HTCondor Backend Configuration Options When Creating WDL

Use the following tables to help figure out how to configure your runtime{} section.

How to Allocate Resources in your Runtime Section

HTCondor is the back end to Cromwell and is responsible for grabbing the appropriatly sized resource from slurm for each wdl-task. HTCondor can determine what resource your task needs from only memory and cpu which is set in the runtime{} section. In fact, memory and cpu have defaults set to “2G” and 1(threads), respectively, so you don’t have to include them but it is advised for reproducibility.

Note

Inside your runtime{} section of the WDL, cpu key should be set to threads and not cpus, despite the name, because HTCondor expects that value to be threads.
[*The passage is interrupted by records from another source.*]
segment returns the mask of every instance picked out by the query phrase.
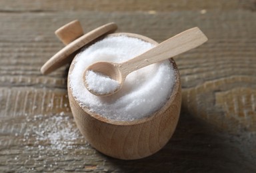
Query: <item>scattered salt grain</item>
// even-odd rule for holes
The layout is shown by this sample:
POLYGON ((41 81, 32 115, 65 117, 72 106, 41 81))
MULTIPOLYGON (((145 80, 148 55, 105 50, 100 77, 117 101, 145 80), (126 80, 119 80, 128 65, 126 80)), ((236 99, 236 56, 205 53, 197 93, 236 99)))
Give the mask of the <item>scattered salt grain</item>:
POLYGON ((108 96, 91 94, 83 84, 83 71, 99 61, 122 63, 153 48, 153 45, 125 35, 105 38, 83 49, 73 62, 69 85, 81 106, 109 119, 126 121, 150 116, 169 100, 175 81, 169 61, 130 73, 117 93, 108 96))
POLYGON ((85 81, 89 90, 100 94, 113 92, 120 87, 117 81, 93 71, 88 71, 86 73, 85 81))

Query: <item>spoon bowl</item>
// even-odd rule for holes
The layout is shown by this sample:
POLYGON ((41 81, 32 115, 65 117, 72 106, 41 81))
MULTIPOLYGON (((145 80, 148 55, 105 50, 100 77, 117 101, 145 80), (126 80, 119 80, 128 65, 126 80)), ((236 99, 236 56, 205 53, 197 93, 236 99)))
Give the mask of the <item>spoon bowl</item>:
POLYGON ((108 96, 117 92, 121 88, 124 81, 123 76, 123 75, 122 75, 121 69, 118 64, 109 62, 98 62, 89 66, 85 69, 83 75, 83 78, 84 85, 89 92, 95 95, 108 96), (112 79, 112 81, 117 81, 118 83, 117 87, 111 89, 110 92, 99 92, 98 90, 94 89, 93 88, 91 88, 89 82, 88 82, 88 80, 87 80, 87 77, 88 77, 87 73, 89 71, 97 73, 97 75, 99 76, 110 78, 112 79))
POLYGON ((207 40, 207 37, 198 27, 191 28, 126 62, 122 63, 98 62, 89 66, 83 73, 84 85, 93 94, 99 96, 113 94, 121 88, 126 77, 131 72, 177 56, 202 45, 207 40), (93 81, 93 84, 91 85, 89 80, 87 80, 87 72, 89 71, 95 73, 97 76, 100 75, 99 77, 101 79, 103 77, 103 83, 100 84, 97 83, 95 85, 96 83, 93 81), (97 85, 104 85, 106 79, 112 80, 110 88, 109 86, 107 86, 106 88, 108 88, 106 92, 99 92, 97 85), (90 85, 92 86, 91 87, 90 85), (113 87, 111 87, 112 86, 113 87))

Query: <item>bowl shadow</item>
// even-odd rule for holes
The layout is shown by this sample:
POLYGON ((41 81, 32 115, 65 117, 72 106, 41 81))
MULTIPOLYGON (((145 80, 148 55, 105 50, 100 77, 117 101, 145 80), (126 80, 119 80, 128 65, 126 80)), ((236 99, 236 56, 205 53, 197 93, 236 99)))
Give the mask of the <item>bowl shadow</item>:
POLYGON ((105 157, 118 172, 255 172, 241 147, 234 136, 181 112, 173 136, 156 154, 135 160, 105 157))

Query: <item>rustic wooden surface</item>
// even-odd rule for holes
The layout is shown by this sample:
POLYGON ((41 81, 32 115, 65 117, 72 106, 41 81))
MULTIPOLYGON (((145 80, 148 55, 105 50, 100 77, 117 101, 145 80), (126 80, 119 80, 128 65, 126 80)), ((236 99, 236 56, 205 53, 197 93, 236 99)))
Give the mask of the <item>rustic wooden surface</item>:
POLYGON ((1 1, 0 172, 255 172, 255 0, 1 1), (69 108, 68 67, 41 75, 63 47, 53 32, 75 19, 85 32, 114 21, 159 42, 195 26, 208 37, 176 62, 181 118, 153 156, 92 148, 69 108))

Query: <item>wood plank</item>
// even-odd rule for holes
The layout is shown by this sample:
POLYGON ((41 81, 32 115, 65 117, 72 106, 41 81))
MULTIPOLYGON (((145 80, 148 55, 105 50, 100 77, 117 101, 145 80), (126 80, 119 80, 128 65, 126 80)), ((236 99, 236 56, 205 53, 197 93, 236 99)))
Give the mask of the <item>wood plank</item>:
POLYGON ((256 171, 254 1, 71 2, 0 3, 0 172, 256 171), (159 42, 195 26, 209 37, 177 61, 181 119, 155 155, 127 162, 99 153, 73 122, 68 67, 40 74, 63 47, 54 31, 75 19, 85 32, 115 21, 118 32, 159 42))
POLYGON ((109 0, 2 0, 0 11, 3 12, 53 12, 63 11, 146 11, 169 12, 171 11, 214 9, 255 11, 254 0, 202 1, 158 0, 109 1, 109 0))

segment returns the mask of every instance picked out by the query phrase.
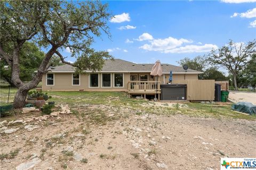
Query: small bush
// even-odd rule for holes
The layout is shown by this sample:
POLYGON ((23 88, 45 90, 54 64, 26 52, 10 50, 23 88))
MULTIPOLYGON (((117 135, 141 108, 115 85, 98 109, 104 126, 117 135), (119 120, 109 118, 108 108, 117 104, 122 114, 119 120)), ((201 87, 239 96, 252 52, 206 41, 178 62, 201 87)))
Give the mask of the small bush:
POLYGON ((86 158, 83 158, 83 159, 81 160, 81 163, 84 163, 84 164, 86 164, 88 162, 88 159, 86 158))
POLYGON ((138 159, 140 155, 139 153, 131 153, 131 155, 134 157, 134 158, 138 159))
POLYGON ((52 113, 52 109, 54 107, 54 105, 45 105, 43 106, 42 114, 43 115, 50 115, 52 113))

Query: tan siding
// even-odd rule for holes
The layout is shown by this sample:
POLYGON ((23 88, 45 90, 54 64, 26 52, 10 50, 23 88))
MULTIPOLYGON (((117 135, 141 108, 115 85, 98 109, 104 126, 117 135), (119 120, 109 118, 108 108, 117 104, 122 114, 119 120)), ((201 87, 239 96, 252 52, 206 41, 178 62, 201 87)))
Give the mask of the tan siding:
POLYGON ((214 80, 177 80, 173 83, 187 84, 188 100, 214 100, 214 80))
MULTIPOLYGON (((170 74, 165 74, 164 75, 163 74, 162 76, 160 77, 160 81, 161 84, 164 84, 164 84, 167 84, 169 82, 169 77, 170 74)), ((198 80, 197 74, 186 74, 185 76, 186 80, 198 80)), ((172 83, 175 80, 184 80, 184 74, 173 74, 172 75, 172 83)))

Table of available resources

Site

Type

#Nodes

Mem (GB)*

Minutes

#Threads

Perlmutter (NERSC)

Large

3072

492

2865

256

JGI (Lab-IT)

Small

316

46

4305

32

Medium

72

236

4305

32

Large

8

492

4305

32

Dori (Lab-IT)

Large

100

492

4305

64

Xlarge

18

1480

4305

72

Tahoma (EMSL)

Medium

184

364

2865

36

Xlarge

24

1480

2865

36

Defiant

Medium

36

256

1425

128

Memory Overhead

This number is the gigabytes you can actually use because of overhead. For example, on dori, a “large” node is advertized at 512G but since there is overhead, we will reserve 20G and instead ask for 492G in our WDL.

Time Overhead

When Cromwell submits a task, HTCondor manages job scheduling by checking the queue for available resources. The JAWS Pool Manager monitors HTCondor and, when needed, requests new Slurm nodes. Once a compute node is available, HTCondor submits the task.

Due to a slight delay (a few seconds) in resource allocation, we build in a time buffer to ensure jobs get the full requested time. For example, instead of requesting the maximum 48 hours on Perlmutter, we request 47 hours and 45 minutes to account for the delay.